From: Colgate Minuette <rabbit@minuette.net>
To: Paul E Luse <paul.e.luse@linux.intel.com>
Cc: linux-raid@vger.kernel.org
Subject: Re: General Protection Fault in md raid10
Date: Sun, 28 Apr 2024 15:16:27 -0700	[thread overview]
Message-ID: <2322142.ElGaqSPkdT@sparkler> (raw)

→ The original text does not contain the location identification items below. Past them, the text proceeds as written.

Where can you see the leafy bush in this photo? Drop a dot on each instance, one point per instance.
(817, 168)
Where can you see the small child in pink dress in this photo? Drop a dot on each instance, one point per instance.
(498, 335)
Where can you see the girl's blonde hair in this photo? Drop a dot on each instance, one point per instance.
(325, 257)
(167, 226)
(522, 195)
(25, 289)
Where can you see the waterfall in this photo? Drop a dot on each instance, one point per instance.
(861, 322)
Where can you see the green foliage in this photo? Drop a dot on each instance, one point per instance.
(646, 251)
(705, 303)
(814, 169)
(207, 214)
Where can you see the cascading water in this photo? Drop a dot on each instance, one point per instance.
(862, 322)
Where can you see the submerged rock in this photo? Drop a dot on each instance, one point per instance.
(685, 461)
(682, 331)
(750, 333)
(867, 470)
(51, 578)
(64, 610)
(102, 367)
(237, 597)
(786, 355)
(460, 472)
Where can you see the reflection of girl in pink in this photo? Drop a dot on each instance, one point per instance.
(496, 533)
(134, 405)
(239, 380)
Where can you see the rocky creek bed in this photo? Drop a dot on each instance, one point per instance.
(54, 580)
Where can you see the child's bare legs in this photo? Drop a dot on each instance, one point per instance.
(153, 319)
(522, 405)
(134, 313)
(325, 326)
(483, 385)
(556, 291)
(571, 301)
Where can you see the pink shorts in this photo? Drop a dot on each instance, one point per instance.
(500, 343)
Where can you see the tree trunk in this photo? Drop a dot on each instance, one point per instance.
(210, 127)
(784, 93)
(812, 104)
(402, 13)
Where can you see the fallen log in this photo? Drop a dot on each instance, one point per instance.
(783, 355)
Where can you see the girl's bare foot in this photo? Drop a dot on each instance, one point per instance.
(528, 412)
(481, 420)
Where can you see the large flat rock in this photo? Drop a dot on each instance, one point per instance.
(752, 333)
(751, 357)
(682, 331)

In-Reply-To: <20240427112219.1bf00101@peluse-desk5>

On Saturday, April 27, 2024 11:22:19 AM PDT Paul E Luse wrote:
> On Sun, 28 Apr 2024 13:07:49 -0700
> 
> Colgate Minuette <rabbit@minuette.net> wrote:
> > On Saturday, April 27, 2024 9:21:19 AM PDT Paul E Luse wrote:
> > > On Sun, 28 Apr 2024 12:41:13 -0700
> > > 
> > > Colgate Minuette <rabbit@minuette.net> wrote:
> > > > Hello all,
> > > > 
> > > > I am trying to set up an md raid-10 array spanning 8 disks using
> > > > the following command
> > > > 
> > > > >mdadm --create /dev/md64 --level=10 --layout=o2 -n 8
> > > > >/dev/sd[efghijkl]1
> > > > 
> > > > The raid is created successfully, but the moment that the newly
> > > > created raid starts initial sync, a general protection fault is
> > > > issued. This fault happens on kernels 6.1.85, 6.6.26, and 6.8.5
> > > > using mdadm version 4.3. The raid is then completely unusable.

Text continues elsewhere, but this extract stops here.